We’ve given you the list of the best corporate bonds. But you must be wondering how did we make that list. Bond ratings are the answer. Credit rating agencies play a role in assessing the risk of default for bonds. Global giants like Standard & Poor’s Fitch and Moody’s and firms such as CRISIL and ICRA are involved in this process. These agencies thoroughly analyse details to determine the creditworthiness of a bond and assign ratings that indicate its risk level.
Here are the key points to understand in the bond rating arena:
- The ratings these agencies provide range from AAA to D.
- AAA-rated bonds are considered the most secure with the least risk of default. On the other hand, bonds rated D signify higher credit risk, often indicating that they are most likely in default. This classification helps investors make informed decisions by balancing the trade-off between risk and return.
- During this evaluation process, the different financial parameters of the issuing corporation are closely examined.
- The ratings these agencies assign reflect the financial stability and assess an issuer’s ability to repay the bond under various economic conditions.
- Consequently, these ratings are a benchmark for investors, helping them identify bonds that align with their risk tolerance and investment objectives.
Who Should Invest In These Bonds?
Corporate bonds are an effective tool for diversifying investment portfolios, balancing the higher risk of stocks and the lower yields of government bonds and fixed deposits. They appeal due to their stability and potential to generate income, making them suitable for investors seeking moderate risk.

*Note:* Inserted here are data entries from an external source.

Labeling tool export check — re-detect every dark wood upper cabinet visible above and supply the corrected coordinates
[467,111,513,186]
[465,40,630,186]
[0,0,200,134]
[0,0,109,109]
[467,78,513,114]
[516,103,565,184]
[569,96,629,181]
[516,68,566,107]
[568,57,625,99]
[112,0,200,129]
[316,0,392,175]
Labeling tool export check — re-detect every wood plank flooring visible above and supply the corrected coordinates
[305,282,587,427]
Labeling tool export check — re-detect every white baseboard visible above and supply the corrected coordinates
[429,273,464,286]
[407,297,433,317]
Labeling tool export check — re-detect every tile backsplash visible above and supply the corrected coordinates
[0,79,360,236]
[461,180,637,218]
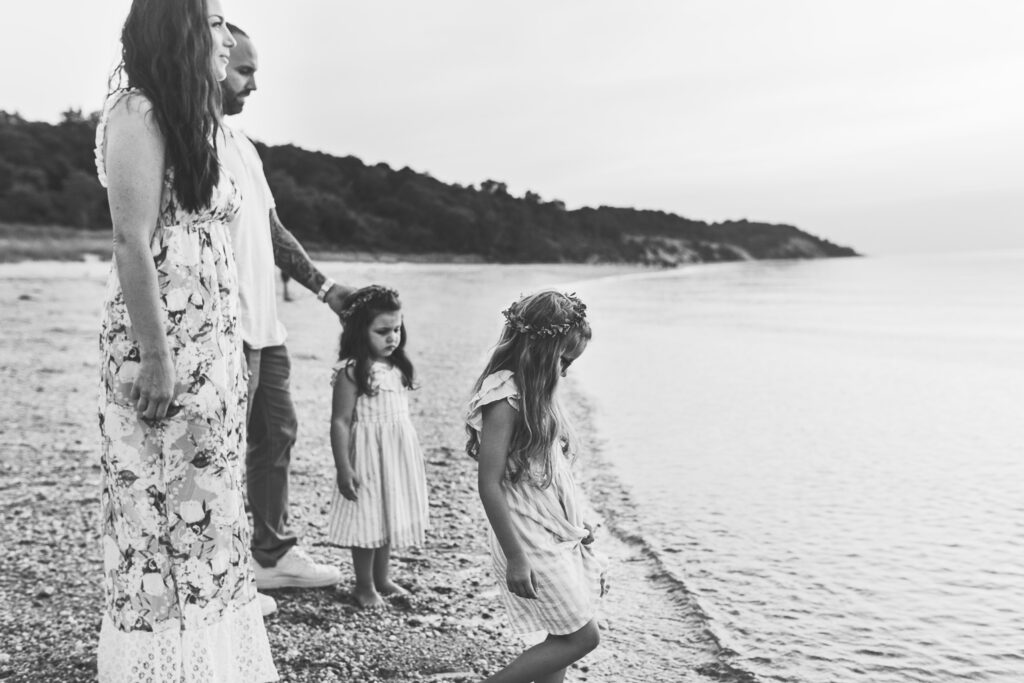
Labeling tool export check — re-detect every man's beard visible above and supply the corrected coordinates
[221,92,246,116]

Moreover, corporate bonds often have higher interest rates than government bonds, providing an attractive option for those looking to boost their income streams without significantly increasing risk.
Final Word
In summary, including bonds in an investment portfolio can be a move for investors looking towards diversification. By doing so, they can enjoy a combination of stable and higher returns with a moderate level of risk that aligns with various investment objectives and risk appetites.

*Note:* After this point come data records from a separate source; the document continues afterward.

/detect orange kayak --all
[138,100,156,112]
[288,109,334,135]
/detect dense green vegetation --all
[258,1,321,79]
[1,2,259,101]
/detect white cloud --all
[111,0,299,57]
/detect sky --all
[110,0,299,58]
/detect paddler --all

We’ve given you our pick of the top 10 corporate bonds you can invest in India as of 2023. However, your choice of corporate bonds entirely depends on your risk appetite yield expectations to go along with your financial lifestyle. Make informed decisions, and as always, happy investing!
Frequently Asked Questions (FAQs)
Is a Corporate Bond Better Than a Fixed Deposit?
Whether corporate bonds are better than fixed deposits (FDs) depends on the investor’s risk tolerance and return expectations. Bonds typically offer higher returns but come with greater risk.
How Do I Choose a Corporate Bond?
To choose a corporate bond, consider factors like the issuer’s credit rating, bond yield, maturity period, and your own investment goals and risk profile.
Corporate Bonds vs. Corporate Bond Mutual Funds: What’s the Difference?
Corporate bonds offer direct investment in a specific company’s debt, while corporate bond mutual funds provide diversification and professional management but may have additional fees.
Are NRIs Eligible to Invest in Corporate Bonds?
Yes, Non-Resident Indians (NRIs) are eligible to invest in corporate bonds in India, subject to regulatory norms and guidelines.